Differences in Radiomics by Lobe.
We did not have lobe segmentations on the sarcoidosis population. However, using our standard lobe template, we were able to perform regional lobe analyses without individual lobe masks. To do this, we transformed the standard lobe template into the study-specific space using SyN registration, creating a study-specific lobe template. Next, using the warped CT scans in the common study-specific space, we calculated the same eight radiomic features as above on the five different lobes (top left, bottom left, top right, middle right, and bottom right) using the study-specific lobe template as our mask for each scan. To evaluate whether the group effect (sarcoidosis v. control) on radiomic features changes across the lung lobes, we fit linear mixed-effects models with a random intercept for subject, adjusted for sex, age, race, height, BMI, and lung volume.

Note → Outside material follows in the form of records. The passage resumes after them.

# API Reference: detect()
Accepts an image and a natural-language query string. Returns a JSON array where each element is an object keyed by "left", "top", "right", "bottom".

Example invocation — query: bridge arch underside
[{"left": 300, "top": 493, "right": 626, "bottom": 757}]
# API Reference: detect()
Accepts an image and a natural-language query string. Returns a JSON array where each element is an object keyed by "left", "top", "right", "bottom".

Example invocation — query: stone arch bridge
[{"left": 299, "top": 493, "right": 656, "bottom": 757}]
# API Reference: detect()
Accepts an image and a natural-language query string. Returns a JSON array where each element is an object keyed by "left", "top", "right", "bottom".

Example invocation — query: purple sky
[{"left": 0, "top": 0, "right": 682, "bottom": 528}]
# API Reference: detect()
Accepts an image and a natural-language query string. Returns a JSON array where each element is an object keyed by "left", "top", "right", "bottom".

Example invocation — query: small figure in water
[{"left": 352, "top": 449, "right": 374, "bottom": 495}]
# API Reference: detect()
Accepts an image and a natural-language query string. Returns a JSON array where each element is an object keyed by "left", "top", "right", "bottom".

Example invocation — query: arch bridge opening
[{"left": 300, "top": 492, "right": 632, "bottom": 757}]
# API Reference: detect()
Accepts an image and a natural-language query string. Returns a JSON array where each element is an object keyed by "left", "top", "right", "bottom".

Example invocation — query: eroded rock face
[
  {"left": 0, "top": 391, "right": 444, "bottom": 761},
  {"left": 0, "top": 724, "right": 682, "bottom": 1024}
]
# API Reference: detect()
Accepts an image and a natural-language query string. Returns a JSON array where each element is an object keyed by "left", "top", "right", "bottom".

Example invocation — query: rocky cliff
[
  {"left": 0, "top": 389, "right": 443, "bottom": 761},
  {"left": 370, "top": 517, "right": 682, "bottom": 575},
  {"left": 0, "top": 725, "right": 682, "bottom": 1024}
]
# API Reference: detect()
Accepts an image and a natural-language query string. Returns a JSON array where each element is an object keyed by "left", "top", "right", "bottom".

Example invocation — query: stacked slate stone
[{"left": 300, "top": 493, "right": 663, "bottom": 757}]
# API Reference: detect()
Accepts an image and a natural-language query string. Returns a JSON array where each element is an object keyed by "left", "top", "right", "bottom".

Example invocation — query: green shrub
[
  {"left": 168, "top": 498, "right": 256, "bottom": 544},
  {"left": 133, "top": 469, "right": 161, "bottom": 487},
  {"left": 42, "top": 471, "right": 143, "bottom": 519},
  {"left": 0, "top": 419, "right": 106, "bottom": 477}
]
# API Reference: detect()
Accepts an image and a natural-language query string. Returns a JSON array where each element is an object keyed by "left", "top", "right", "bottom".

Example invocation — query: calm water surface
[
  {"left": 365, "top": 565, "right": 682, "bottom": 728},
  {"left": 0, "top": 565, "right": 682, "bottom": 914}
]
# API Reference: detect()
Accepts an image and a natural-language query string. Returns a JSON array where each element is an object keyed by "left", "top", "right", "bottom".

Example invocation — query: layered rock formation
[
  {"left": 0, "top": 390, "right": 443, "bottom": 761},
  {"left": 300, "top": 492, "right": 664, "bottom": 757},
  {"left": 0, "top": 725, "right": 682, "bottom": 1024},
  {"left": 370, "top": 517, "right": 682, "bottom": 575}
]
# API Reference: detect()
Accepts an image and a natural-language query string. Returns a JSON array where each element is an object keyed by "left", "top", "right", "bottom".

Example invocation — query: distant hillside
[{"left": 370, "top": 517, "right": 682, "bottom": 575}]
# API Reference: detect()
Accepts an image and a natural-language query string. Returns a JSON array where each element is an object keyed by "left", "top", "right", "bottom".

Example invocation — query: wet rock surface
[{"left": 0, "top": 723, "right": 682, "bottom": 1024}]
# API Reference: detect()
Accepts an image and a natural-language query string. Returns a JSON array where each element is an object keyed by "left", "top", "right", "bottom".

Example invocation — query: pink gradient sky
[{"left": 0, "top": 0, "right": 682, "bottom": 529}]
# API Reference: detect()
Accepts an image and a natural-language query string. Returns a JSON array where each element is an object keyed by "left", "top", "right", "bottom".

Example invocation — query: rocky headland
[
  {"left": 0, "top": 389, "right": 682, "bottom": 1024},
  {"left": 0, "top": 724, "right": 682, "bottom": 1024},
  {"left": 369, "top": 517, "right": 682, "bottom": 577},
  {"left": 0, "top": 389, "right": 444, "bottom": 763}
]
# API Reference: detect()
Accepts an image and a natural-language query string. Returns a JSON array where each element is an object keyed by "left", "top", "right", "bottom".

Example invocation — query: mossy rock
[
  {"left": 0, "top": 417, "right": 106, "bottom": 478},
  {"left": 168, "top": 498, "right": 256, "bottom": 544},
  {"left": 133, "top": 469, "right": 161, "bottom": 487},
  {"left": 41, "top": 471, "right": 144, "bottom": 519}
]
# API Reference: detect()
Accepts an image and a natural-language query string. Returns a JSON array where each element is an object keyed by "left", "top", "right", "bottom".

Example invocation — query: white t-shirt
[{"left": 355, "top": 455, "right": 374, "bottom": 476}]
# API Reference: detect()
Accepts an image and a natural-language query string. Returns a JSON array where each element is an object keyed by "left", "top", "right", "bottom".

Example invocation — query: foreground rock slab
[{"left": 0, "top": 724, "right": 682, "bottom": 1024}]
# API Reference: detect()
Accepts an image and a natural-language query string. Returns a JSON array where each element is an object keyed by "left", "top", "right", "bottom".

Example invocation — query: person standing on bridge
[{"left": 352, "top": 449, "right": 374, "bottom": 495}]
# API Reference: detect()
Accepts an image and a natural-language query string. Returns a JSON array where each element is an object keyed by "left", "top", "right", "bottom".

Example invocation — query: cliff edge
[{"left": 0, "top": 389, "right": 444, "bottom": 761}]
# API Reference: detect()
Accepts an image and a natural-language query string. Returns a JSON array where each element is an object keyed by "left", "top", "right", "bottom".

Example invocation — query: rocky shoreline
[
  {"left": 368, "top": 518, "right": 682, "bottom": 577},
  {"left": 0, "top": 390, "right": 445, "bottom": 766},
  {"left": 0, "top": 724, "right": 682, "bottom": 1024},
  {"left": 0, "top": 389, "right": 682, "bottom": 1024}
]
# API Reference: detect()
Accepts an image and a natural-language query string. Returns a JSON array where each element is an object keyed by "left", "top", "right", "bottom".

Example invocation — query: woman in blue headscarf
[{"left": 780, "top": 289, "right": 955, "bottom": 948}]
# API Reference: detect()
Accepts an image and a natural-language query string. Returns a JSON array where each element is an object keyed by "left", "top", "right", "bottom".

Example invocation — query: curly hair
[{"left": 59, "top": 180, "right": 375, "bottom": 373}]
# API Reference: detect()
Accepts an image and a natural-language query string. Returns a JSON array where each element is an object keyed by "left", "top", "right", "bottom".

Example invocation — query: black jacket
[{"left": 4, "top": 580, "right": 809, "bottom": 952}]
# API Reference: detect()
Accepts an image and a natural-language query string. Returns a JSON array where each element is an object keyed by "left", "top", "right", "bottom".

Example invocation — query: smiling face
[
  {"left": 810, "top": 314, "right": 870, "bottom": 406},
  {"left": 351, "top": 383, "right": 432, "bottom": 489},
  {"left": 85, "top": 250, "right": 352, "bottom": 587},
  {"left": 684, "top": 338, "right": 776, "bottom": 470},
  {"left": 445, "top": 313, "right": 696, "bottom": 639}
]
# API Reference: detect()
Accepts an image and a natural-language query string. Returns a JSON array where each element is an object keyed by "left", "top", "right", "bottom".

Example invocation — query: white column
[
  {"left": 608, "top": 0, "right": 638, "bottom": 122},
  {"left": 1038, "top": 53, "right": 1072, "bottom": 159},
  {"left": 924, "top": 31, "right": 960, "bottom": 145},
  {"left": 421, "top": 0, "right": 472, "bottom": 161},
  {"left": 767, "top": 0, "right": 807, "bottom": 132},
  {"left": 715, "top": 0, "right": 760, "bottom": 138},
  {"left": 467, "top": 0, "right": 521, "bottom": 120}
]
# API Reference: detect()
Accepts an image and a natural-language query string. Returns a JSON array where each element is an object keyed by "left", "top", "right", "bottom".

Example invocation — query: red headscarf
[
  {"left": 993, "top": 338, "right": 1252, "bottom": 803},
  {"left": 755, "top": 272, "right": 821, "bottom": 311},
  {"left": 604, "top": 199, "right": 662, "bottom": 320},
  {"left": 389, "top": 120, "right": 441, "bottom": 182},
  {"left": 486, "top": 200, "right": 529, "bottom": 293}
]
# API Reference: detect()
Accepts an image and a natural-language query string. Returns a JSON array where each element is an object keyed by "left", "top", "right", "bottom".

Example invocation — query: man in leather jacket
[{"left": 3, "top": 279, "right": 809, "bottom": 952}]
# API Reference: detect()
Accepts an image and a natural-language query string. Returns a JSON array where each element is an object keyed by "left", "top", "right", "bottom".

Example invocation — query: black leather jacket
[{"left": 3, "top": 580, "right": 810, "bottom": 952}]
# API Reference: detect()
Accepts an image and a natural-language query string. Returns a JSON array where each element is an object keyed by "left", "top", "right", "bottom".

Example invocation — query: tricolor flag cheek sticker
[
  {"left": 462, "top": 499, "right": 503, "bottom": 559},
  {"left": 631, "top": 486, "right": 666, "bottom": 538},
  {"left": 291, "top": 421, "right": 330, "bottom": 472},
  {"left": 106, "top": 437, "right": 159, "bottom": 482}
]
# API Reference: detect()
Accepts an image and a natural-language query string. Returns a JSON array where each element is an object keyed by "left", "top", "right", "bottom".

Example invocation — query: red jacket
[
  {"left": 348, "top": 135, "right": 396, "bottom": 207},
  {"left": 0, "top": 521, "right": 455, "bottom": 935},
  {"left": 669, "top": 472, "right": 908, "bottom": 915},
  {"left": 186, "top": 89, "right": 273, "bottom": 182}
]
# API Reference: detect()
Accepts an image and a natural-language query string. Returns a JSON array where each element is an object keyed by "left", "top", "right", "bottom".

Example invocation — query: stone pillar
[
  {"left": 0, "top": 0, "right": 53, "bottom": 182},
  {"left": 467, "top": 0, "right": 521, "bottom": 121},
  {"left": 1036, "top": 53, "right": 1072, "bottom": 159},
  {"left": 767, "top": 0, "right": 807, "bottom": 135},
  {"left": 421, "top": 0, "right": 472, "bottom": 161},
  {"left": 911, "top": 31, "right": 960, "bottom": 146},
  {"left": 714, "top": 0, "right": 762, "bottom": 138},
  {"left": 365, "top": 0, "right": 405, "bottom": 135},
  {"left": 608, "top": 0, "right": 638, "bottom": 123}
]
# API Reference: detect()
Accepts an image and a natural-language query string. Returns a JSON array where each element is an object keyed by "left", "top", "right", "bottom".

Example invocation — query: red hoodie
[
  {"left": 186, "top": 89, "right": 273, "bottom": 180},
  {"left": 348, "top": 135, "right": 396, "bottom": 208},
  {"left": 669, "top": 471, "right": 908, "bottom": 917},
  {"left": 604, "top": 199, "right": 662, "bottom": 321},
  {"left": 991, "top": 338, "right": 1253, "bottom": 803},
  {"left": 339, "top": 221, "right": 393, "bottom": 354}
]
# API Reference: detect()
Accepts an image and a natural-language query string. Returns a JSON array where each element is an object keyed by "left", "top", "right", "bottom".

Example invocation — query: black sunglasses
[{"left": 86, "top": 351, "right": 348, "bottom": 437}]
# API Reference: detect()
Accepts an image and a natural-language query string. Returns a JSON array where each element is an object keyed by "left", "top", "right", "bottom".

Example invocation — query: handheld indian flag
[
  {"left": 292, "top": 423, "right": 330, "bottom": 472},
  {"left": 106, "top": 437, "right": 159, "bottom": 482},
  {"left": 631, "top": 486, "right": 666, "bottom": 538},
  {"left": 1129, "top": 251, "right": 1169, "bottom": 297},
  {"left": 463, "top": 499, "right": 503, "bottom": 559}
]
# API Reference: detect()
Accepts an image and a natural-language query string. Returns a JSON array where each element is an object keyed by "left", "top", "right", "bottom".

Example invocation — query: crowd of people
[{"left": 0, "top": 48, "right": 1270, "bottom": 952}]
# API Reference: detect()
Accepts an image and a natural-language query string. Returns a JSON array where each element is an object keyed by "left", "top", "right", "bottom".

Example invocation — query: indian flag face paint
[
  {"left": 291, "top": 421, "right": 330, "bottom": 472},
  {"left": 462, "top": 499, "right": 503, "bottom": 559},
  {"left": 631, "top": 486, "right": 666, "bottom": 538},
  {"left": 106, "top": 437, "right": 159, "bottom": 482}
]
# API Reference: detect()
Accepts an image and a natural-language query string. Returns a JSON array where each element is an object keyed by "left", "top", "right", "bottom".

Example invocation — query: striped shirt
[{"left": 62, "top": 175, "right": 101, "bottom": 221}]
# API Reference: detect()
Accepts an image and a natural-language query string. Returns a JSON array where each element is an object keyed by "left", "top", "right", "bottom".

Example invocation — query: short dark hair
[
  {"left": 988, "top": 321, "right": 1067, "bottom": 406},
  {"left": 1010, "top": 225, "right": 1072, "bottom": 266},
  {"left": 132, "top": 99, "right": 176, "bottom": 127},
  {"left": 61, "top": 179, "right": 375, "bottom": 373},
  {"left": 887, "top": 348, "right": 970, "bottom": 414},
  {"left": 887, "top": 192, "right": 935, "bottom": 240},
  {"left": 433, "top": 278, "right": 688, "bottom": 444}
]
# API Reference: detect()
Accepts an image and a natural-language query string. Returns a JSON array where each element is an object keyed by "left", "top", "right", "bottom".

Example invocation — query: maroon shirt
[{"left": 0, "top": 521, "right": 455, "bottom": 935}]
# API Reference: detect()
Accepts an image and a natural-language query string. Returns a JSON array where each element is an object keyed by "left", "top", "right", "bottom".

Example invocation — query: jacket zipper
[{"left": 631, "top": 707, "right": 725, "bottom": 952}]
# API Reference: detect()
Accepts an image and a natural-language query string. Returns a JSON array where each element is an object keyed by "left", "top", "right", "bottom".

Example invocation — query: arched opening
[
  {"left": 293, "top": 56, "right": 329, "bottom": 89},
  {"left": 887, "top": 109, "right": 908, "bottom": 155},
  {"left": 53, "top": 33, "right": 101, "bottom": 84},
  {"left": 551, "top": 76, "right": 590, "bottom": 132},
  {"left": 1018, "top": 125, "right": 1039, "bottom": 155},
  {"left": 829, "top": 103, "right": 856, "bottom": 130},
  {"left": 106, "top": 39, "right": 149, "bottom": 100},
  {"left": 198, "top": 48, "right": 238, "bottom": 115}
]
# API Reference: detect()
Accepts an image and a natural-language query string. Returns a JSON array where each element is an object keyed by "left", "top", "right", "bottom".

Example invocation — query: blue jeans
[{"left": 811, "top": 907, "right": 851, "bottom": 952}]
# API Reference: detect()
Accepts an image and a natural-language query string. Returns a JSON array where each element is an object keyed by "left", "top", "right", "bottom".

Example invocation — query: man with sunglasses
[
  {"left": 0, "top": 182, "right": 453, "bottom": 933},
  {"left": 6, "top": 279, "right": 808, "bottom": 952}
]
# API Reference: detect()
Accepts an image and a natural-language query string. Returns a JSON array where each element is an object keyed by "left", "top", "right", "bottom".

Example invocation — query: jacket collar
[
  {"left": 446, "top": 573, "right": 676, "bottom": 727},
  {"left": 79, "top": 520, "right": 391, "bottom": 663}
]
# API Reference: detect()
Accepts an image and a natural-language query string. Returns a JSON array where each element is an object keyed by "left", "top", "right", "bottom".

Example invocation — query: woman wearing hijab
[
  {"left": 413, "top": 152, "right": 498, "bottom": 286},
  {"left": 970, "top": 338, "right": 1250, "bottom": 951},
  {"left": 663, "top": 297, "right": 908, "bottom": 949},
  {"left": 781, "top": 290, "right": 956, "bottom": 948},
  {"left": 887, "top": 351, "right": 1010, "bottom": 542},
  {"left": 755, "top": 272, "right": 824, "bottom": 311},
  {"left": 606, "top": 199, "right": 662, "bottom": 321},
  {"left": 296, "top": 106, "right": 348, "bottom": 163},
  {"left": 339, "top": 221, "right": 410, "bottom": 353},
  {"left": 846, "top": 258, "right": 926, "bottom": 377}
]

All results were considered significant at p<0.05. Data used in this study was approved by the local institutional review boards.
Results
All figures of the lung are in “radiological” convention, where the left side of the image is the right lung.
Patient Characteristics
In total, 62 patients were used for the template creation, including 50% female (N=31), 5% non-white (N=3), and 100% non-Hispanic. Additionally, patients had an average age of 62.3 (SD = 9.0) years, body mass index (BMI) of 28.5 (SD = 4.5), percent-predicted Forced Expiratory Volume in 1 second of 104.3 (SD = 14.3) and percent-predicted forced vital capacity of 99.6 (SD = 11.9). The primary patient whose lung segmentation was used as the final initial template (Patient A), was a white, non-Hispanic, female with 56 years and a BMI of 30.6.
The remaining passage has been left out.